Dubai: A new research paper has identified 1,365 gene mutations among Emiratis, close to a fifth of which have not been reported in international genetic databases.
The research paper has been published by Dubai-based Centre for Arab Genomic Studies (CAGS), a sub-centre of the Sheikh Hamdan Bin Rashid Al Maktoum Award for Medical Sciences.
The paper details the spectrum of genetic disorders and gene variants reported in the UAE national population. According to CAGS, this research paper constitutes the first review and analysis of all genetic disorders and gene variants reported in Emiratis and hosted on the Catalogue for Transmission Genetics in Arabs (CTGA) database.
The CTGA is an open-access database hosting bibliographic data on human gene variants associated with inherited or heritable phenotypes in Arabs. As many as 11,875 Emiratis’ clinical and genetic data are now available on CTGA.
The centre identified 491 rare genetic disorders in the Emirati population in the country. It also found that there are 10 diseases unique to Emiratis globally.
Dr Mahmoud Taleb Al Ali, director of CAGS, said: “To date, CTGA hosts 665 distinct genetic conditions that have been described in Emiratis; 621 of which follow a purely genetic transmission.”
Strikingly, he said, over half of these are extremely rare according to global prevalence rates.
“These 665 conditions include disorders that are unique to the Emirati population, as well as some disorders in which the causal gene remains unidentified,” he said.
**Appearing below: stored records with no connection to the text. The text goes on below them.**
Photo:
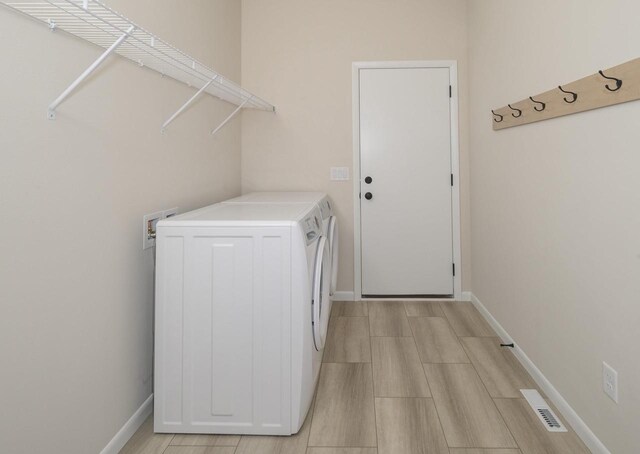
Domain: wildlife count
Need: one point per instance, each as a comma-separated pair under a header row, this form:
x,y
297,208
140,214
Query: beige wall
x,y
555,219
298,55
76,287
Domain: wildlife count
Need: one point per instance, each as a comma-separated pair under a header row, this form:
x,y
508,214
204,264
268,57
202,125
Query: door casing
x,y
452,65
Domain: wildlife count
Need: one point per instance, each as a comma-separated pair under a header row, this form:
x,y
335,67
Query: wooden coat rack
x,y
604,88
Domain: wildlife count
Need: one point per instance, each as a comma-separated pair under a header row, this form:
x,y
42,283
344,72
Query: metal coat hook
x,y
542,105
575,95
618,82
515,110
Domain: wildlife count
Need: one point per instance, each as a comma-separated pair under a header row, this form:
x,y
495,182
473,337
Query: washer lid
x,y
246,215
279,197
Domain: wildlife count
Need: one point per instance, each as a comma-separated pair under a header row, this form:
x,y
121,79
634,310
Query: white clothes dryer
x,y
241,318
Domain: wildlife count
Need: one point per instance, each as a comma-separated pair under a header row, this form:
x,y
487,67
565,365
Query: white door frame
x,y
452,65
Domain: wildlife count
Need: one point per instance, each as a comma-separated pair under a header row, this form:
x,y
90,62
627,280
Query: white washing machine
x,y
241,318
329,220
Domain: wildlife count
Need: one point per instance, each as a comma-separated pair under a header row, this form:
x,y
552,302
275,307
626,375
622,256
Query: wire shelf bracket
x,y
98,24
51,112
228,119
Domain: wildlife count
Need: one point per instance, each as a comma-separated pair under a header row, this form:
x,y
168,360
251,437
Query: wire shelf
x,y
95,22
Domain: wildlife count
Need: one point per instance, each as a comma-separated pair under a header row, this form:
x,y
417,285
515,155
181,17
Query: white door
x,y
406,182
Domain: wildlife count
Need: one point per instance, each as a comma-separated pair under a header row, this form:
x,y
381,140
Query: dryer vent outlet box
x,y
543,411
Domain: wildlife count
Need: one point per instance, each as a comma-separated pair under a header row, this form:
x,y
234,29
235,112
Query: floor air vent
x,y
549,419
Remarkably, the Centre found major differences in the classification of the clinical significance of these mutations between those reported by CTGA compared to that of other international databases. For example, it said some mutations classified in CTGA as disease-causing in the UAE population are labelled as harmless in the international genetic database Clinvar.
Abdallah Bin Souqat, executive director of the Award, stressed on the importance of ethnic databases such as CTGA in addressing the under-representation of Arab variant data in international databases and documenting population-specific discrepancies in variant interpretation. He reiterated the value of such repositories for clinicians and researchers, especially when dealing with rare disorders.
He highlighted that it is worth noting that of the 665 genetic disorders reported, 491 are classified as rare diseases.
The report was revealed earlier this month, soon after the World Rare Disease Day. Research into rare diseases has rapidly progressed since the advent of next generation gene-sequencing technology, leading to a big increase in the number of reported rare diseases, and providing many patients with much-needed answers about their diagnoses.
“Research is thus the main driver accelerating and improving diagnoses and potential therapies. And the first step towards this is the sharing of molecular and clinical data that are of paramount importance, especially in the field of rare disease,” CAGS pointed out.
It said this is the approach taken by the centre since it was established by the late Sheikh Hamdan bin Rashid Al Maktoum in 2003 to support patients with genetic disorders by collecting and sharing research and clinical results to facilitate the research process for researchers and specialists in this field.